Wednesday, March 09, 2011

A wonderful, classical birthday, Pt. 2 ...


Not one, but TWO wonderful composers of classical music were born on this day - a century apart, and on opposite sides of the world, yet still sharing a creative spirit that brought new ideas and themes into the concert halls ... where they still resonate to this day.

Russian composer Modest Mussorgsky was born on this day in 1839, while American composer Samuel Barber was born on this day in 1910.

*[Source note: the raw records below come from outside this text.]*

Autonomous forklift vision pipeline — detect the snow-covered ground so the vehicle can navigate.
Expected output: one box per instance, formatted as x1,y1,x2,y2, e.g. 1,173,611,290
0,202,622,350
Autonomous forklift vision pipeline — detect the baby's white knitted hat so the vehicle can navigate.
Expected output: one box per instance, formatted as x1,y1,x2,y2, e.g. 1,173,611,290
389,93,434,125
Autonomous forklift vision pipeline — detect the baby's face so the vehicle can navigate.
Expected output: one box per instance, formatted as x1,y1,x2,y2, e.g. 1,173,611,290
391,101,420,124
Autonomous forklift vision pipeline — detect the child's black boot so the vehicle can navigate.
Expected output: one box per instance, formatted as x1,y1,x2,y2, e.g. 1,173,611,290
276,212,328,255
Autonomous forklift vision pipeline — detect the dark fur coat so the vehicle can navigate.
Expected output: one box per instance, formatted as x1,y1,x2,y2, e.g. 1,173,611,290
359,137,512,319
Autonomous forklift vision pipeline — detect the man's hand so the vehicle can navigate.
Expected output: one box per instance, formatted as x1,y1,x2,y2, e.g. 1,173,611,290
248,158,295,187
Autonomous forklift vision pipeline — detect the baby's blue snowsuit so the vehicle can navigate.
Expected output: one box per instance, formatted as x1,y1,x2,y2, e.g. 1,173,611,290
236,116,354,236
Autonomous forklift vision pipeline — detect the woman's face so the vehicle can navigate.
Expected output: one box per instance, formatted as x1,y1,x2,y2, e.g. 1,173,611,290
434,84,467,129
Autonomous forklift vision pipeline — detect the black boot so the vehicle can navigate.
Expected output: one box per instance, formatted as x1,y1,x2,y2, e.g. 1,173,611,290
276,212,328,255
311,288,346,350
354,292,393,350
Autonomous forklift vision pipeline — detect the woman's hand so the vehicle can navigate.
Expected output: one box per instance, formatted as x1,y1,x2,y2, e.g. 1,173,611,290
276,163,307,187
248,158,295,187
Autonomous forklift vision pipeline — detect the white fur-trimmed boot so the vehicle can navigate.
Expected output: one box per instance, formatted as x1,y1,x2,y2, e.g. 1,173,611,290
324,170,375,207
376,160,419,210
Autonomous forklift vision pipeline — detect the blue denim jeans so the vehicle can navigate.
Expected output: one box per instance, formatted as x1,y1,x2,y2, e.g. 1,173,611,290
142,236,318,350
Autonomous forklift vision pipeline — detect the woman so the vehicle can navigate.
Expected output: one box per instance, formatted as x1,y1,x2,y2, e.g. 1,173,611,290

Barber was a dang Yankee from back-east like myself, born in the Pennsylvania town of West Chester, just a couple hours' drive south of my hometown. His interest in music began early - a musical at seven years of age, and an attempt at opera at ten years - and would cover orchestral, opera, choral, and piano works that spanned a long and productive life, which knew both highs (including a pair of Pulitzers) and lows (critical rejection, and clinical depression). Unlike Mussorgsky, Barber would live to see near-unversal acclaim for most of his works - helped in part by a distinguished list of musicians, singers and conductors worldwide who were among his champions.

Certainly his most well-know and easily-recognized work is "Adagio for Strings," a movement from Barber's "String Quartet" that has emerged as a stand-alone classic, a favorite for film scores and television soundtracks ... and the first works that comes to mind for many on occasions for mourning. It was broadcast over the radio following the announcement of U.S. President Franklin Roosevelt's death, and played at the funerals of Albert Einstein, and Monaco's Princess Grace (another Pennsylvanian). In 2001, at Englad's celebrated Last Night of the Proms, it was performed to commemorate the victims of the September 11 attacks ...

Barber died on January 23, 1981. I was working the evening/closing shift at KHFM radio, in Albuquerque, New Mexico, when the news came over the AP wire. I went back to our library, pulled a worn cover off the shelf, and placed an oft-played album on the turntable. It was about time for sign-off, I read the AP report, then closed the evening with "Adagio for Strings."